Jerry Seinfeld is an avid Abbott and Costello fan and their influence on him was celebrated in a 1994 NBC special, Abbott and Costello Meet Jerry Seinfeld. Seinfeld's TV series includes numerous references to the team. George Costanza's middle name is "Louis", after Costello. "The Old Man" (Season 4, Episode 18, aired February 18, 1993) featured a cantankerous old man named "Sid Fields" (played by veteran actor Bill Erwin) as a tribute to the landlord on the Abbott and Costello TV show. A friend of Kramer's is named Mickey Abbott. A copywriter for the J. Peterman catalog is named Eddie Sherman, after the team's longtime agent. In Episode 30, Kramer hears the famous Abbott and Costello line, "His father was a mudder. His mother was a mudder."

In 1991, the US Postal Service featured Abbott and Costello on a first-class stamp, part of a "Comedian Commemorative Issue", illustrated by Al Hirschfeld.

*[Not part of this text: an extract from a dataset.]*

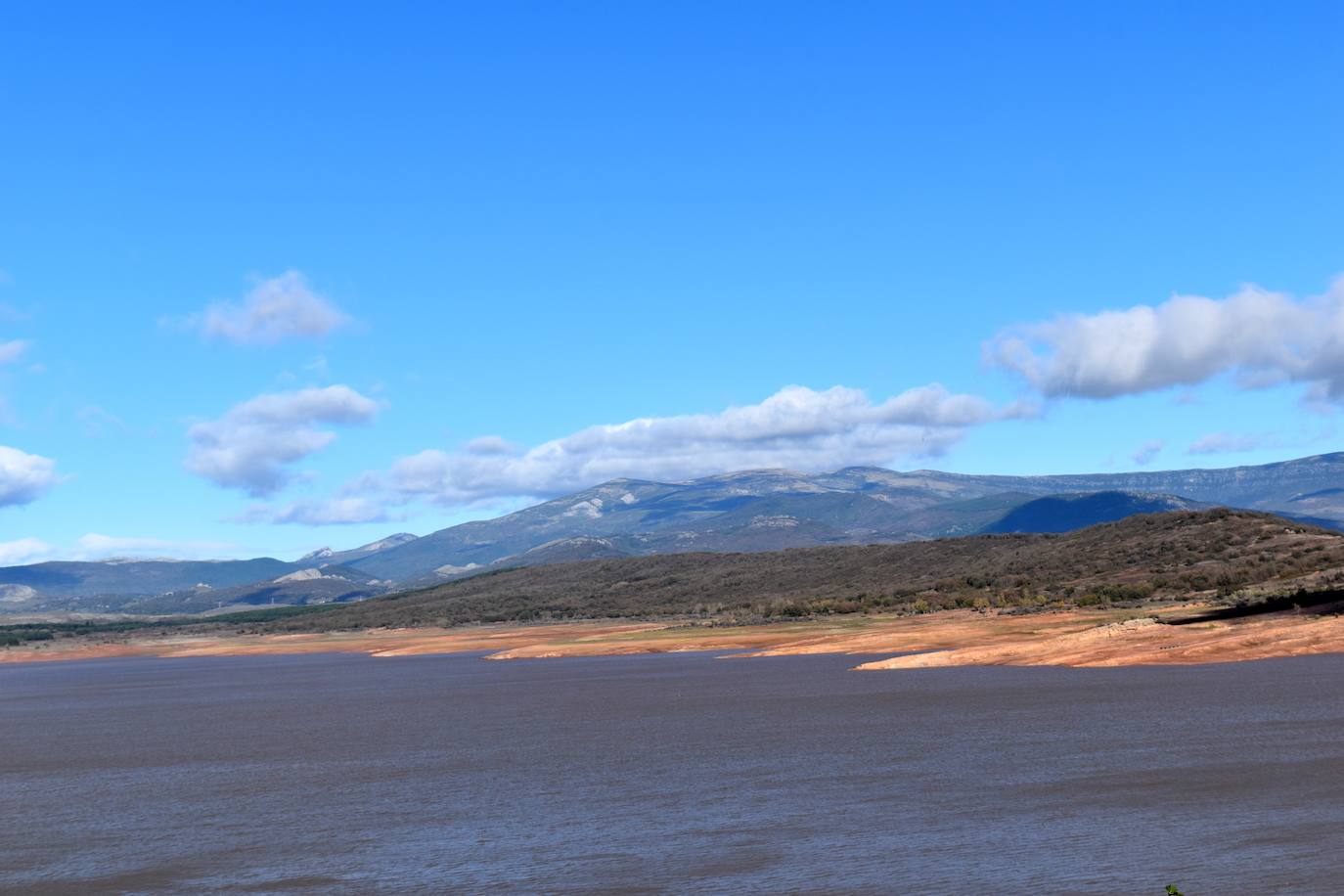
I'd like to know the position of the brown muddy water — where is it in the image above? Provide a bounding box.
[0,654,1344,896]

In 2003, Montclair State University dedicated a student residential complex named The Abbott and Costello Center on Clove Road in the Little Falls portion of the university's campus.

In Robin Hood: Men in Tights, a 1993 spoof comedy directed by Mel Brooks, Dick Van Patten played the part of the Abbot. At one point, a man who looked and sounded like Lou Costello (played by Chuck McCann) yelled "Hey, Abbott!", in exactly the same way Lou did in the Abbott and Costello movies, repeating a joke from Brooks' Robin Hood sitcom When Things Were Rotten in which Van Patten shouted the line. Van Patten responds, "I hate that guy!"

Abbott and Costello were inducted into the New Jersey Hall of Fame in 2009.

In 2015, a non-profit fan film was produced titled Abbott & Costello Meet Superman. The film was screened at the Superman Celebration Film Festival in Metropolis Illinois and is currently streaming on YouTube. Abbott and Costello are played by two actors from New York, Aaron M. Lambert and Jake Navatka.

In the 2016 sci-fi movie Arrival, the two Heptapods (alien beings) are named Abbott and Costello by the scientists, because the one named Abbott is taller and quieter while the one named Costello is shorter and chattier. The names also have extra-diegetic significance as two of the main themes in the movie are linguistics and (mis)communication, which mirrors themes of the "Who's on First?" routine.